Reputation: 20450
I'm trying to execute an example from golang.org : http://tour.golang.org/#63
You could see the output there is:
hello
hello
hello
hello
hello
But when i copy those code to my Mac OS X 10.8(Go version 1.0.3), the output has changed:
xxxxxx$ go version
go version go1.0.3
xxxxxx$ go run goroutine.go
hello
world
hello
world
hello
world
hello
world
hello
world
According to this answer, i should use runtime.GoSched, but in fact i needn't.So i believe something goes wrong.

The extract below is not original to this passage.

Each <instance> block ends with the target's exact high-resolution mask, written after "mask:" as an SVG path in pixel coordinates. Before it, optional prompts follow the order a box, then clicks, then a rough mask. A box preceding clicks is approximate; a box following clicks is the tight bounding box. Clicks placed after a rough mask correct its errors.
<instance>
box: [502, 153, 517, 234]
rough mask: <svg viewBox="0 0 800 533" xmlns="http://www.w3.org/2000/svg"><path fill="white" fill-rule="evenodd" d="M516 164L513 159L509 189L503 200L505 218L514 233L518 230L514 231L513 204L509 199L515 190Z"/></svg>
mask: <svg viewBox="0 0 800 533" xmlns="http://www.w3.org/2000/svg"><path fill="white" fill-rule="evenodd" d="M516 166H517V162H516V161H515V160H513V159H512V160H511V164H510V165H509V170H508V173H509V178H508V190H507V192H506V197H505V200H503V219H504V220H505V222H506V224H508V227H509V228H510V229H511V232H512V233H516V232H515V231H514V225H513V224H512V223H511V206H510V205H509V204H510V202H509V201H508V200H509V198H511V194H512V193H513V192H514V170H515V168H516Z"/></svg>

Please help me with this, many thanks.
Upvotes: 3
Views: 785
Reputation: 146
It is because you are calling a goroutine which runs outside your programming environment. Literally, two threads are getting executed concurrently and the output going to be random is obvious.
Upvotes: 0
Reputation:
The Go Tour code is only an introductory example. The code is simplistic and incorrect. GoTour63 gives the following output (line numbers added):
1 hello
2 world
3 hello
4 world
5 hello
6 world
7 hello
8 world
9 hello
The program should print 10 lines. Notice that the line 10 world
is missing. Maybe it is intentional and the user is expected to notice this and to investigate the cause of the problem. The section Program execution in the language specification states the following:
When the function main returns, the program exits. It does not wait for other (non-main) goroutines to complete.
This statement explains why the program is printing less than 10 lines.
Correct Go programs usually use:
Upvotes: 2
Reputation: 53418
The issue here is you have two different implementations.
Locally, your code yields to the scheduler each time fmt.Println is called. Println does a write to stdout which does a syscall. All syscalls yield the same way runtime.Gosched does.
play.golang.org is a black box. We don't actually know how it works. However, from the example you gave, it appears play does not do a syscall when fmt.Println is called. This makes sense. They probably replaced os.Stdout with a buffer to hold what is printed.